The parties agree that pursuant to this Second Option, the Purchaser may purchase on any given day Second Option Preferred Stock that is itself a voting security and is convertible into Common Stock outstanding, but that the Purchaser will also be issued warrants as additional consideration on such day that represents the same percentage of the non-voting Common Stock equivalents outstanding on such date. Thus, in addition to purchasing Second Option Preferred Stock on any given day, the Purchaser shall also receive as additional consideration a warrant to purchase that number of shares of Common Stock which is equal to a percentage (the “Warrant Issue Percentage”) of the Company’s total warrants, options and other non-voting equity or equity linked securities (all on an as-converted or as-exercised basis) which are outstanding on such date (after giving effect to the issuance of the new warrants). The Warrant Issue Percentage will be equal to the percentage of the Company’s total voting securities outstanding on such date (i.e., the sum of the Common Stock, the First Option Preferred Stock, and any Second Option Preferred Stock outstanding) that is represented by the new Second Option Preferred Stock that was issued on such day.
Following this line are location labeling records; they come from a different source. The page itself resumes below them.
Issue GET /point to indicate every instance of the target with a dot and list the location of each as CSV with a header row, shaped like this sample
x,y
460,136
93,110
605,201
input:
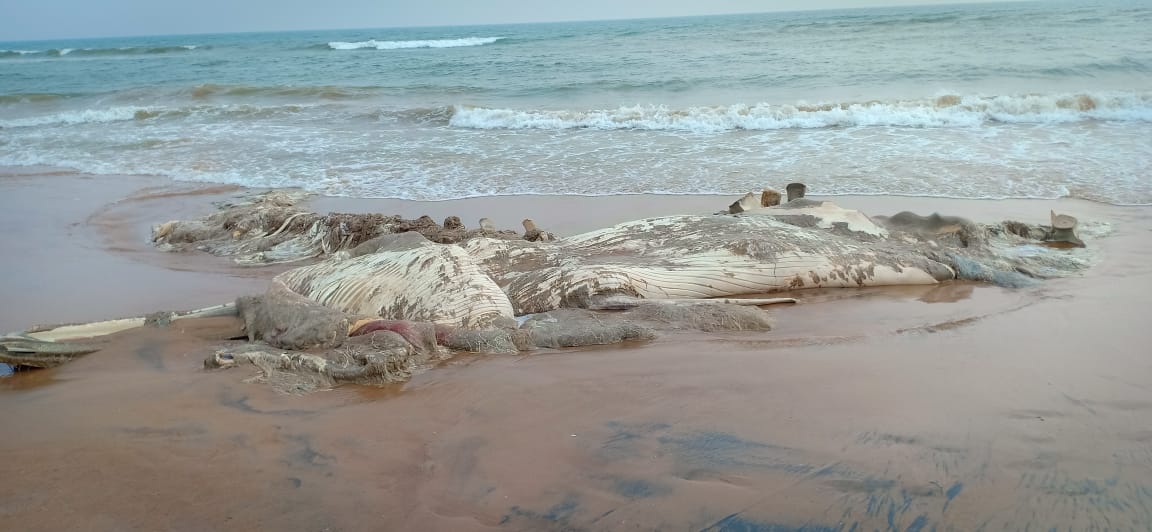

Such warrants will have an exercise price equal to the initial conversion price of the Second Option Preferred Stock being purchased on such day. All warrants issued in conjunction with any tranche of Second Option Preferred Stock will have a five year term from the date of issuance. The conversion price of all Second Option Preferred Stock and the exercise price of any related warrants issued in connection therewith may be reset from time-to-time in accordance with the provisions of 9 hereof.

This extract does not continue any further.